I think if this passes, every trans kid will feel whiplash. They will not be coming out, stepping out for years and I would not blame them whatsoever. Fuck the Liberals, fuck Labor.”

Anna, 14, she/her

“The bill’s kind of bullshit and you shouldn’t have to worry about being expelled or fired. The government and schools shouldn’t be able to discriminate against you. We deserve to be alive.”

Viv, 19, she/her

“I think it’s so gross that the government has decided they’ll cap it at gay people. Like they’re drawing that line in the sand like this is what they’ll allow. They feel like this is what’s appropriate.

And it’s all for purely political reasons and they’re treating the actual kids that will be affected as a fucking number. It’s going to add to the overwhelming of the mental health system in Australia. We already don’t have enough mental health resources for trans kids.”

Isla, 12, she/they

“I feel completely supported and I’ve been happy since [I transitioned]. I’m happy and living my life.

But I know how it feels not to be supported and it would be even worse not being support by not just one teacher but the whole school.
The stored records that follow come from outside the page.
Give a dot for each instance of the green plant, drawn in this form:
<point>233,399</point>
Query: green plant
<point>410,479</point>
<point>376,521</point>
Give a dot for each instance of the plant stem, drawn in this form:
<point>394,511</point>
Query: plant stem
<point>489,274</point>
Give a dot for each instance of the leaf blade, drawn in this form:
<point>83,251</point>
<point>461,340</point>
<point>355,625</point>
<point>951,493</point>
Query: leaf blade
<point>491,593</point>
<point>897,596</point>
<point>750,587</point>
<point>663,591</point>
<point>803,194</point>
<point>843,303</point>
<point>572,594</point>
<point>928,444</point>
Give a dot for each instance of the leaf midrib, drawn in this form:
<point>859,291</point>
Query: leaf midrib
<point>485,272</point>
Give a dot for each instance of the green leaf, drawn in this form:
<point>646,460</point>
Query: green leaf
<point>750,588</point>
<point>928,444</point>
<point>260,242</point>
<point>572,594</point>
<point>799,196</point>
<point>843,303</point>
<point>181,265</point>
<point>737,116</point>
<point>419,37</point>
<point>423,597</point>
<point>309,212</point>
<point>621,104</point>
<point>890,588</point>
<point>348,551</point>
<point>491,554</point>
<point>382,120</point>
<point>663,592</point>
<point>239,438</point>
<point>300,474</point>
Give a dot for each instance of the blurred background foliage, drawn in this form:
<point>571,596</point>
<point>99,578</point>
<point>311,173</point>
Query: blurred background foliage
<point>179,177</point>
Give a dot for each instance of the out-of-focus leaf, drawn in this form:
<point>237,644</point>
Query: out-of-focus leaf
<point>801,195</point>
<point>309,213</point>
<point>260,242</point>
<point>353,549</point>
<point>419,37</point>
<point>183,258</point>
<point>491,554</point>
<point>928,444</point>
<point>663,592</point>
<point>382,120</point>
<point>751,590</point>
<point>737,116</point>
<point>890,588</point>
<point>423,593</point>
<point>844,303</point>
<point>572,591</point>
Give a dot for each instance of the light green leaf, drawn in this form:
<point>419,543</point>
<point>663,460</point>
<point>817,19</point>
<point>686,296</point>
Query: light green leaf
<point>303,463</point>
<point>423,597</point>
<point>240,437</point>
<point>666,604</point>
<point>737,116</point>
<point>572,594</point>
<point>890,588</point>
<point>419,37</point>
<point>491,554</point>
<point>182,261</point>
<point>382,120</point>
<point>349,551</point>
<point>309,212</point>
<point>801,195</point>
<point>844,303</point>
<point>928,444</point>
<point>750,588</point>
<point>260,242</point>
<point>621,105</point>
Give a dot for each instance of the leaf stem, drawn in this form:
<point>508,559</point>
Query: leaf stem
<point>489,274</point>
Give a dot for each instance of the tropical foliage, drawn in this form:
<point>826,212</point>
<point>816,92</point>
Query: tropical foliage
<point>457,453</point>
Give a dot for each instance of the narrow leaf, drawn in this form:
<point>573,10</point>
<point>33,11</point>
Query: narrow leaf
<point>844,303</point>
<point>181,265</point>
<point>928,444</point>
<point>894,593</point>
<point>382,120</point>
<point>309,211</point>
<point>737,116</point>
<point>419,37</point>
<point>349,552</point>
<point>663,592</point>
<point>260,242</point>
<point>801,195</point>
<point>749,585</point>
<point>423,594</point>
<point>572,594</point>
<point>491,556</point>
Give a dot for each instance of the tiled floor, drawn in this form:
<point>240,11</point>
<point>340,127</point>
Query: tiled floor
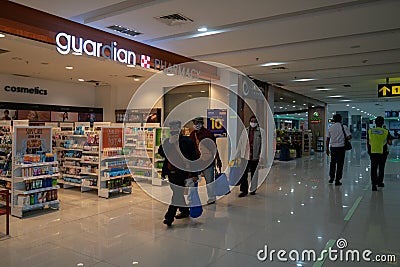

If you’re not coping mentally and having to come out as trans to your parents and the school, with this on top of it it makes it a struggle. The suicide rates are already going up and up.”

Shanae, 30, she/they  

“Until a couple of months ago I was a teacher in Catholic schools for six years. Prior to that I was a student in catholic schools. I really loved my job but I couldn’t stay anymore because I was being discriminated against and I couldn’t stand up for the rights of my queer students there.

This bill denies representation of queer teachers to queer students. That’s what I needed when I was 16 and that’s what kids today need.”

Millie, 13, all pronouns

“I’m here to support my friend who’s trans who transitioned at a very young age. And the stuff that’s going on is really not ok and it’s not ok for her.”


Amelia, 29, she/her 

“Even for students who are not queer, they’re going to grow up being taught that it’s OK to be a bigot. It’s OK to discriminate against queer people. So when they leave school and enter the workforce, their bigotry will be seen there as well and in society.

Non-binary people, trans people and gender diverse people have existed far longer than Christian institutions. We have always existed in human history and for so long have had to hide in the closet and it’s enough. We’re not going back into the closet.”